SADA already implementing '1 village, 1 dam' policy – Mahama

General News of Wednesday, 7 September 2016

Source: classfmonline.com

2016-09-07

John Mahama Paul AdomPaul Adom Otchere interviews President John Mahama

Farming villages in the three regions up north: Northern, Upper West and Upper East, are already being given dugouts by the Savannah Accelerated Development Authority (SADA) to serve irrigation purposes, President John Mahama has said.

In his view, therefore, the promise made by his arch rival in the December polls, Nana Akufo-Addo, to provide every farming village in northern Ghana with an irrigation dam is not new.

“What we call a dam in the north is a dugout and every village has a dug-out, it’s a pond, we used to drink from it in the north when there was no water. But now that most of the communities have water the dug-outs are used for livestock watering.

“If he is talking about dug-outs, SADA is doing dugouts for villages. The problem we face now is not the dug-outs; its de-silting them. Most of the dug-outs are silted. And, so, SADA is having a programme to de-silt the dug-outs so that they can accumulate more water for the cattle and other animals to be able to get water. So, the work that is going on in the north is massive and so if you come and say ‘one village, one dam’, you’ve really not said anything;” Mahama told Paul Adom-Otchere on Metro TV’s Good Evening Ghana programme on Tuesday September 6.

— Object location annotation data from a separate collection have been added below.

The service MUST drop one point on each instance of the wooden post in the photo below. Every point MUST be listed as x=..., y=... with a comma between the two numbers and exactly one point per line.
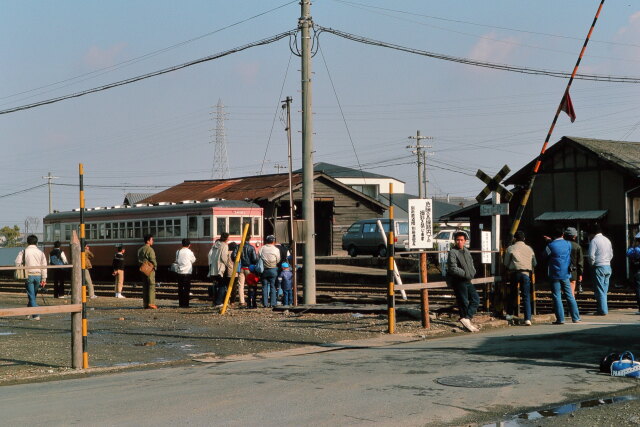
x=391, y=299
x=76, y=298
x=234, y=274
x=424, y=293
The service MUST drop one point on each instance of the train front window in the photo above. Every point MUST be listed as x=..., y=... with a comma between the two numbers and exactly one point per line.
x=206, y=227
x=256, y=226
x=193, y=226
x=234, y=226
x=221, y=225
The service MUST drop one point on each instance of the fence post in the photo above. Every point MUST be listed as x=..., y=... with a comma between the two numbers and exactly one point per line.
x=76, y=298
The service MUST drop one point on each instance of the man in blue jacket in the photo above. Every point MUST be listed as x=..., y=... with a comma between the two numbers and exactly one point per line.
x=558, y=256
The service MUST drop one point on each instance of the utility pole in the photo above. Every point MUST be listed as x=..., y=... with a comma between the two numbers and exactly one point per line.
x=422, y=169
x=309, y=261
x=292, y=207
x=49, y=178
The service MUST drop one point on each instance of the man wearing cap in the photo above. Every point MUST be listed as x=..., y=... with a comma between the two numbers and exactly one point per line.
x=576, y=266
x=600, y=255
x=460, y=271
x=520, y=261
x=634, y=265
x=270, y=256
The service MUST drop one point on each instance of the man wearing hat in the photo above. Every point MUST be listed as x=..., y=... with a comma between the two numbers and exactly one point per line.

Apart from the ‘1 village, 1 dam’ policy, Nana Akufo-Addo has also promised to build a factory in all 216 districts in the country. But Mr Mahama has poured water on that as well. “In the free school programme, when you came down to the figures and the nitty-gritty, he found it very difficult to explain. It is the same thing that is happening here. You just throw out a promise that is yesterday’s campaigning in those days, my father’s time. You just throw out something and people just pick it: ‘one village, one dam’, they don’t know if it is a dug-out or a barrage dam or a proper irrigation dam, they don’t know. But then just that you say ‘one village, one dam’, ‘one village, one factory’, what kind of factory? Is it a car assembling plant? Is it the kind of factories that we know? Is it electronic appliances, textiles and garments or small and medium enterprises? If it is small that is happening already. If you talk about those factories, people’s perceptions of factories differ. He has to clarify,” he said.

“This thing about one factory per district came up under the rural enterprise project. It’s not a new idea; it’s a very old idea. If you are talking about small and medium enterprises, like gari making factories, small processing companies, and the use of gratis machines, that is happening already. So the promises are not new,” he added.